Fast-forward to four years ago and my father has now moved back to Michigan to be closer to his family. The friends in Alabama have moved closer too. My niece and nephew are still in Louisiana however are nearly adults and generally don’t have a great deal of time for us during our spring break visits, since our spring break and theirs don’t coincide.
My best friend is still in Dallas, so the first year after my dad moved home, my daughter and I flew down and spent the week with her, which is in the record books as one of my most favorite vacations, naturally.
The year after that, my husband was downsized and forced to make a career change and we decided not to spend the money to take a full spring break, so we spent three days in Cincinnati instead. It’s a short trip from where we live, lodging is not expensive, and they have a wonderful zoo and golf courses and restaurants right on the river.
Then came 2020 and of course all plans were cancelled.
As 2020 rolled to a close, we were still uncertain about what we’d do regarding travel the next year. And then a friend suggested we join them on their vacation to North Myrtle Beach in South Carolina, a place I had never been before. (Which is weird, for the record, because, as I’ve learned since, South Carolina rivals Florida regarding the number of Michiganders who vacation there.)
We’d have our own room, we’d be on the ocean; easy enough to social distance and still enjoy a week at the beach.
I. Was. So. In.
Not only was I in because I could wake up to the sound of the ocean lapping at the beach every morning and because I could walk on the beach every day and because day drinking was expected and because I wouldn’t be confined to the four walls of my own home, which are all valid enough reasons; I was in because I realized we had never taken a full-on spring break vacation since we’ve been married.
(At this point in the conversation, my husband inevitably points out the trip to Cinci, but that was three days and was a last minute decision because we hadn’t planned any vacation that year.
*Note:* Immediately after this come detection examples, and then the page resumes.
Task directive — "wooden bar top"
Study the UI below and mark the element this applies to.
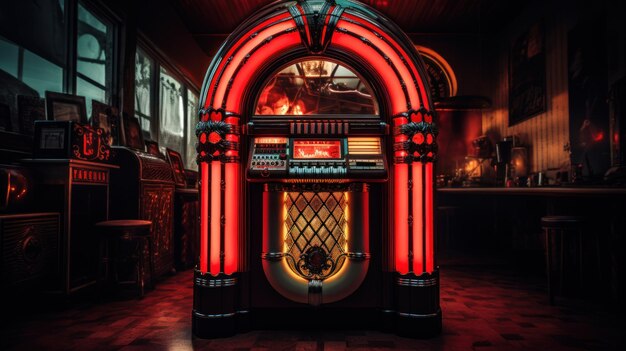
[437,186,626,196]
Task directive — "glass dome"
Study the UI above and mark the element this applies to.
[254,59,378,116]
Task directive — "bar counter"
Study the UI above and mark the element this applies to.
[436,186,626,306]
[437,186,626,196]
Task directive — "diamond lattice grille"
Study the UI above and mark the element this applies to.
[284,192,347,279]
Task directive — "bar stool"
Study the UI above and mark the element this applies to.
[96,219,154,297]
[437,206,459,252]
[541,216,585,305]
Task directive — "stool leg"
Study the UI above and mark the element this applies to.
[148,236,154,289]
[578,229,587,295]
[544,228,554,305]
[137,239,146,297]
[559,230,565,302]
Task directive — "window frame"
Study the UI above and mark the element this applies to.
[71,0,122,115]
[133,32,200,170]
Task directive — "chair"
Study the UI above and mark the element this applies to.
[541,216,597,305]
[96,219,154,297]
[437,206,459,253]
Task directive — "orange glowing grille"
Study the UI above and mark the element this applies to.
[284,192,348,279]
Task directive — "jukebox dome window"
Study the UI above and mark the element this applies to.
[255,59,378,116]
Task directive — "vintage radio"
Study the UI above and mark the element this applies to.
[248,137,387,180]
[0,213,60,291]
[33,121,111,161]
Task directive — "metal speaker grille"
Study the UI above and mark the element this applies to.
[284,192,347,279]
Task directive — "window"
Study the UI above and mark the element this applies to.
[76,3,113,117]
[135,45,198,169]
[135,48,154,139]
[0,0,68,106]
[0,38,64,97]
[186,89,198,170]
[159,67,185,152]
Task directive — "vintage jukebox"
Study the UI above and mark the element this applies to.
[192,0,441,337]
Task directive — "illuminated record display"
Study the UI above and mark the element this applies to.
[293,140,342,159]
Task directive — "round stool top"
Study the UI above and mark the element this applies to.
[96,219,152,228]
[437,206,459,211]
[541,216,585,228]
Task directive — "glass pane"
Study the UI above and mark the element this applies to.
[22,50,63,96]
[76,77,106,118]
[76,4,112,117]
[256,60,378,116]
[0,38,19,78]
[186,90,198,170]
[135,113,154,140]
[0,0,67,67]
[135,49,152,118]
[159,68,185,152]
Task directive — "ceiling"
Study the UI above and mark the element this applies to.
[174,0,528,56]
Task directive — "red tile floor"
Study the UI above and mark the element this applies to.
[0,256,626,351]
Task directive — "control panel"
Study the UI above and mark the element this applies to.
[248,137,387,181]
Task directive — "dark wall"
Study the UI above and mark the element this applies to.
[410,33,484,95]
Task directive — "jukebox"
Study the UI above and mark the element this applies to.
[192,0,441,337]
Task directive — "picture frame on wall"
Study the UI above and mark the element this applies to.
[145,140,163,157]
[91,100,113,146]
[166,148,187,187]
[509,21,547,126]
[17,95,46,135]
[122,113,145,151]
[46,91,88,124]
[0,104,13,132]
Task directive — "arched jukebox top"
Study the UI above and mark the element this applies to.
[196,0,437,276]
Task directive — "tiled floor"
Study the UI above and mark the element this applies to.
[0,258,626,351]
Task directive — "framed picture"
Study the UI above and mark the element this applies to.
[0,104,13,132]
[166,148,187,186]
[145,140,163,157]
[46,91,87,124]
[91,100,113,146]
[509,21,547,126]
[33,121,72,159]
[122,113,145,151]
[17,95,46,135]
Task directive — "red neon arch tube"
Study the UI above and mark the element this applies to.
[209,161,222,275]
[224,163,239,274]
[411,162,424,275]
[200,162,209,273]
[426,162,435,273]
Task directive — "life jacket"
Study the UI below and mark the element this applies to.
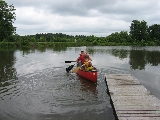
[79,54,85,64]
[84,62,93,71]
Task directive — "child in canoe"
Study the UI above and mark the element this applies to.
[81,53,93,71]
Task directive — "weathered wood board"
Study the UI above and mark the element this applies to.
[105,74,160,120]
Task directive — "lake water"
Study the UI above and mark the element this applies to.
[0,46,160,120]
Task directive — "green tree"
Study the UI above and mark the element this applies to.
[0,0,16,41]
[130,20,148,41]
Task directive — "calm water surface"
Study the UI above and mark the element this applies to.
[0,46,160,120]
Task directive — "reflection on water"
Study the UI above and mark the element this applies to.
[87,47,160,70]
[0,50,17,87]
[0,46,160,120]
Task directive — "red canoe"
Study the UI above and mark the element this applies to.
[77,69,97,82]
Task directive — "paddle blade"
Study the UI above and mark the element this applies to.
[72,67,80,73]
[65,61,76,63]
[66,65,74,72]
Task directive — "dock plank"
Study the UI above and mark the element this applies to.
[105,74,160,120]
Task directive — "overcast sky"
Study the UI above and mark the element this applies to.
[5,0,160,36]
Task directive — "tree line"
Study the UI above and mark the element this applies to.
[0,0,160,46]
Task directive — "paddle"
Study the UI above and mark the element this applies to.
[65,61,76,63]
[72,67,80,73]
[66,64,75,72]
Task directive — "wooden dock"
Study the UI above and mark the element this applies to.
[105,74,160,120]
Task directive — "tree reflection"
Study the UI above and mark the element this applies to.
[0,50,17,87]
[129,50,147,70]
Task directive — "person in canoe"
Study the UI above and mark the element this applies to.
[81,53,93,71]
[76,51,85,67]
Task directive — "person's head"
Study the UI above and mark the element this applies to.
[81,51,84,54]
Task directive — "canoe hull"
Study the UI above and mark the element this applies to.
[77,70,97,82]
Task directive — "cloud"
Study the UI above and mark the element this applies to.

Doesn’t count, in my book.)
So yeah, we went on an actual vacation where you pay for your own lodging and you do touristy stuff and a maid cleans your room.
Oh, and where they have these amazing coffee makers in your room, which is the actual reason for writing this blog post.
On the first morning I woke up in my vacation room with the sounds of the vacation ocean rolling in my ears, I had to figure out how to master what was an intimidating piece of equipment. To the point where, if they had not had instructions with pictures perched on the counter next to it, I might have had to wander downstairs to the lobby to find caffeine.
Luckily, I muddled through, and by the second day of vacation, I was convinced this was the greatest coffee maker on the planet, and come the end of the week, I dreaded leaving it almost as much as I didn’t want to leave the ocean itself.
I posted on social media about this coffee maker. I talked about this coffee maker. I longed for this coffee maker.
And then, flash forward to Mother’s Day, and guess what my husband gave me?
Yep. THE VACATION COFFEE MAKER.
What a fun, unexpected surprise! So this morning I sat here and typed out this post while sipping vacation coffee from one of my many bookish cups, looking forward to all the words I will manage thanks to this wonderful gift.
Oh, and as if that wasn’t enough, my daughter wrote a poem about our many, many trips to Louisiana, and she framed it and presented it to me, which also felt so utterly perfect for this particular Mother’s Day.
So here I am, blogging for the first time in five months, and it’s all happy, cheery, good news!
I think now I should sign off and get to work torturing a few characters. Before I give them a happy ending, of course.